5. Average length of stay (ALOS)
ALOS = Total occupied room nights / Number of bookings
ALOS gives you information about the average number of days guests stay at your hotel. This calculation can help you make strategic pricing decisions, especially if the KPI varies seasonally. For example, if your ALOS is low, consider raising prices for shorter stays or giving discounts for longer stays during a specific time of the year.
6. Gross operating profit (GOP)
GOP = Gross operating revenue – Gross operating expenses
Gross operating profit shows the operational profitability of your hotel by subtracting all your operating expenses—such as mortgage payments, insurance, taxes, staff salaries, and inventory—from the revenue.

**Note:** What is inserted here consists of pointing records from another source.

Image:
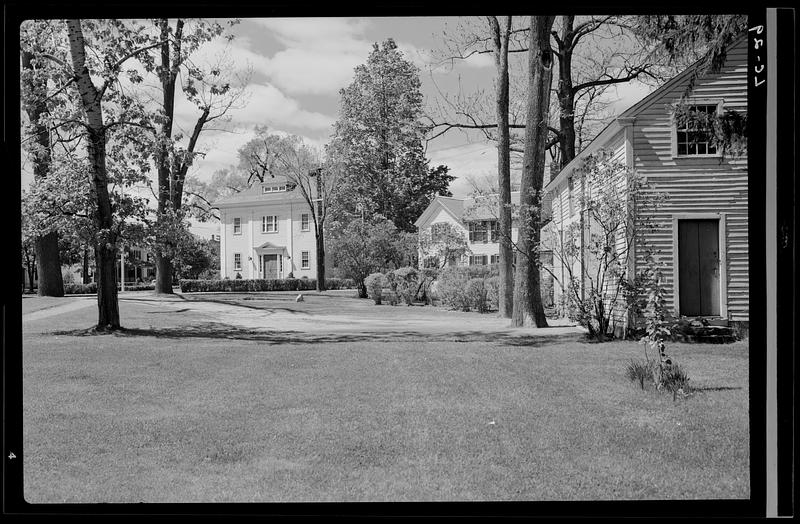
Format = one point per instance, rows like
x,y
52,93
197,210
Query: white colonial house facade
x,y
266,231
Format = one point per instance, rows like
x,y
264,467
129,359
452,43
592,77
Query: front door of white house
x,y
270,266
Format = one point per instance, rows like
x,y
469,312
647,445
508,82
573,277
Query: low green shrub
x,y
452,285
675,380
375,283
426,278
280,284
406,283
640,370
80,289
476,295
138,287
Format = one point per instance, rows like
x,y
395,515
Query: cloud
x,y
268,105
468,162
319,56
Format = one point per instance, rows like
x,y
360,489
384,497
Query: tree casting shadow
x,y
217,330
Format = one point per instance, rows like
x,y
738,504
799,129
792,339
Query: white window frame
x,y
264,224
484,260
720,103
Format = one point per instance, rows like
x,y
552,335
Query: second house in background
x,y
266,232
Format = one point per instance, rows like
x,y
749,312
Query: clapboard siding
x,y
698,185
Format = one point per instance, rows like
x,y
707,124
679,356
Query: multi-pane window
x,y
483,231
478,260
694,136
571,195
438,231
269,224
430,262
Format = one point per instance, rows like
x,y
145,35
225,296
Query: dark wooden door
x,y
270,266
698,267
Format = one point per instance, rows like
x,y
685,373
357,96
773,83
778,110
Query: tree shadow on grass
x,y
217,330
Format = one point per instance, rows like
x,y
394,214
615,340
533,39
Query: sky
x,y
300,64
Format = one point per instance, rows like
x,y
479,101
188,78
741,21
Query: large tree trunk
x,y
527,293
506,291
320,260
51,283
48,265
107,302
168,75
106,248
163,274
85,272
566,93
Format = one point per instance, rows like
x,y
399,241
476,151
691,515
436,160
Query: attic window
x,y
694,137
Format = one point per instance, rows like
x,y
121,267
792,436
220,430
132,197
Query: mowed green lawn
x,y
237,416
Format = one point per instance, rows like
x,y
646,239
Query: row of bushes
x,y
278,284
463,287
91,288
406,283
468,288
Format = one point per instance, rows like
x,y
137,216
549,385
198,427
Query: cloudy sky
x,y
300,64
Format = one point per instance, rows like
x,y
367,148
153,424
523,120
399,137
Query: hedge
x,y
278,284
80,289
91,288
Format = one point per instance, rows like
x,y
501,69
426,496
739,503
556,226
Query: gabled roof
x,y
453,206
627,117
458,207
254,195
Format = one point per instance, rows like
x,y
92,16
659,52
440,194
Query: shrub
x,y
476,295
138,287
80,289
640,370
451,286
426,278
287,284
407,283
674,379
375,283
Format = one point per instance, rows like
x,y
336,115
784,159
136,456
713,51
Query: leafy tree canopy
x,y
379,136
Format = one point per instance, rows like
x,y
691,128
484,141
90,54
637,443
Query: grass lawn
x,y
232,415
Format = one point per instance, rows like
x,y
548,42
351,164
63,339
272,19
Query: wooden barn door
x,y
698,267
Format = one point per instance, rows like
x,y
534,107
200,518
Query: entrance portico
x,y
272,260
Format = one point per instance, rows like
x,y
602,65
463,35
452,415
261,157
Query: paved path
x,y
72,304
362,321
356,317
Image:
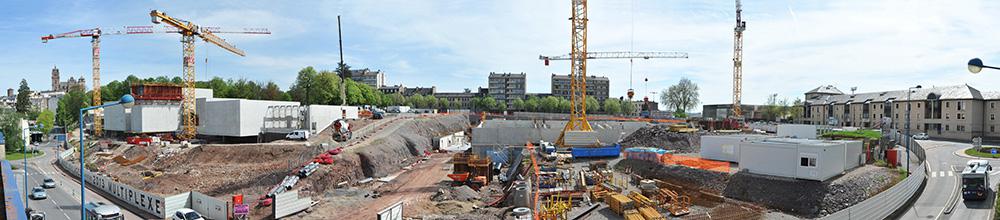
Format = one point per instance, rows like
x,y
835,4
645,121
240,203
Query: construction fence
x,y
151,204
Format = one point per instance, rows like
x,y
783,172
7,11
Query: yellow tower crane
x,y
578,73
188,31
738,61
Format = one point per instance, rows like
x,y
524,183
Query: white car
x,y
187,214
298,135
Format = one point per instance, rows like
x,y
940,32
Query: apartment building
x,y
507,87
597,87
950,112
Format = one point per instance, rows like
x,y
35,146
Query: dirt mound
x,y
659,137
806,198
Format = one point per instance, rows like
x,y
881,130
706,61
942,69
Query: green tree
x,y
628,108
23,102
46,119
518,105
592,105
680,97
69,107
612,106
10,124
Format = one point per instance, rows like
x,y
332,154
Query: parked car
x,y
298,135
187,214
48,183
38,193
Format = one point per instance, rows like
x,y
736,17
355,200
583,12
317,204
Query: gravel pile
x,y
806,198
685,176
659,137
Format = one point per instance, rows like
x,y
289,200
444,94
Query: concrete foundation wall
x,y
155,118
233,117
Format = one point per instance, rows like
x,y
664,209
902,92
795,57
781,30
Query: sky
x,y
789,46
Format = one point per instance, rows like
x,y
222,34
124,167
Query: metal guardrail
x,y
887,202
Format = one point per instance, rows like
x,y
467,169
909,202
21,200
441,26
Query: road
x,y
63,201
942,189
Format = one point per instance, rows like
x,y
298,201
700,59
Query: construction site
x,y
262,159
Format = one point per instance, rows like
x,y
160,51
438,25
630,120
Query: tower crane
x,y
578,68
738,61
188,32
95,40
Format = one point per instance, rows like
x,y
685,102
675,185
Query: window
x,y
807,161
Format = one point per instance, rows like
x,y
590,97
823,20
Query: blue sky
x,y
790,46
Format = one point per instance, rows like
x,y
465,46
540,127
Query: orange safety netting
x,y
695,162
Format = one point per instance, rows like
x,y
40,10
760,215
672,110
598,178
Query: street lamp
x,y
909,92
976,65
127,101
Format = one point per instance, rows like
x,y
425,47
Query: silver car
x,y
48,183
38,193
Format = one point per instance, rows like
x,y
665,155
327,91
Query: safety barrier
x,y
885,203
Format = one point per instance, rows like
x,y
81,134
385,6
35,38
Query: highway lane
x,y
65,198
943,189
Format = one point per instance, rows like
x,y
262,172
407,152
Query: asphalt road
x,y
945,168
63,201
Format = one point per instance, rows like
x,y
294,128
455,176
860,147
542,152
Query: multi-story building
x,y
405,91
59,86
375,79
464,99
950,112
507,87
597,87
723,111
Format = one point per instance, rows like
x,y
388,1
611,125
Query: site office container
x,y
725,147
619,203
794,158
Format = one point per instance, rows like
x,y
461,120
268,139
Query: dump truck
x,y
341,130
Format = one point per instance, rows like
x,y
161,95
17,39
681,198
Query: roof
x,y
827,89
945,92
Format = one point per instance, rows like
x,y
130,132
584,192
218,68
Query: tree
x,y
46,119
23,104
69,107
680,97
518,105
612,106
628,108
592,105
10,124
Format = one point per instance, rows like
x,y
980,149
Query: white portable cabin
x,y
794,158
725,147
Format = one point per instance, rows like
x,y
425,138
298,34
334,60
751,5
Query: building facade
x,y
375,79
597,87
951,112
507,87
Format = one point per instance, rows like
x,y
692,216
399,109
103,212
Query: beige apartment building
x,y
951,112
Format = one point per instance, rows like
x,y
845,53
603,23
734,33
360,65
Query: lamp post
x,y
909,138
127,101
976,65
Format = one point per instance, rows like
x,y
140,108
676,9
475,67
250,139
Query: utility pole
x,y
343,75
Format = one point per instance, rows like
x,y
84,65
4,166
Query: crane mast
x,y
738,62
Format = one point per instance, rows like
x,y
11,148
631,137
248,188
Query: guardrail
x,y
889,201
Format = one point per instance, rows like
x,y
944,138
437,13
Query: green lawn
x,y
869,134
12,156
975,153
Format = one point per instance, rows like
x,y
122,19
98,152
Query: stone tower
x,y
55,78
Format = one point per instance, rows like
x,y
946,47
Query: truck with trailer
x,y
975,180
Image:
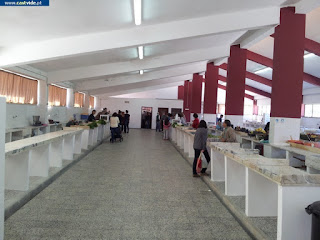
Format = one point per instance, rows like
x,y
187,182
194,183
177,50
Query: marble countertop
x,y
277,170
313,161
26,144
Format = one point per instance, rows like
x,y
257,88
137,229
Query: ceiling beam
x,y
306,6
268,62
245,95
137,36
249,88
252,76
183,70
129,86
104,70
137,90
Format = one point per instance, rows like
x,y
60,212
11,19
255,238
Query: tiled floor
x,y
138,189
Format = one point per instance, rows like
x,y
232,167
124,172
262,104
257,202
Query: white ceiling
x,y
75,19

To keep your GOP high, consider lowering hotel operating costs or increasing room prices to offset these expenses.
7. Revenue per available room (RevPAR)
There are two ways to calculate revenue per available room, or RevPAR:
RevPAR = Average daily rate x Occupancy rate
RevPAR = Total revenue for night / Total number of rooms available
RevPAR shows the average revenue generated from each hotel room. Measuring RevPar over time can help determine if the room revenue is improving and can be compared to other hotels in the area to get a sense of how your hotel is performing. You can use this KPI to make strategic pricing decisions.
8. RevPAR room type index (ReRTI)
ReRTI = (% total RevPAR x Number of specific room types) / (% inventory x Number of specific room type)
ReRTI helps hotel owners determine how specific rooms (like high-value suites) contribute to RevPAR by calculating their performance. This KPI helps determine which room type is most profitable for your hotel and if any are actually losing you money.
9. Market penetration index (MPI)
MPI = (Hotel occupancy % / Market occupancy %) x 100
MPI can help you understand how your hotel performs compared to your competitors. A score lower than 100 means your hotel is performing below market average, and above 100 shows you are doing better than your competitors.
The hospitality industry is constantly changing, and understanding how to leverage industry KPIs can help you better understand and gain insights into different performance areas for your hotel. While there are many KPIs to choose from, focusing on ones that relate to your overall goals can help you make strategic decisions that make you a better option for travelers—and keep your business performing well year-round.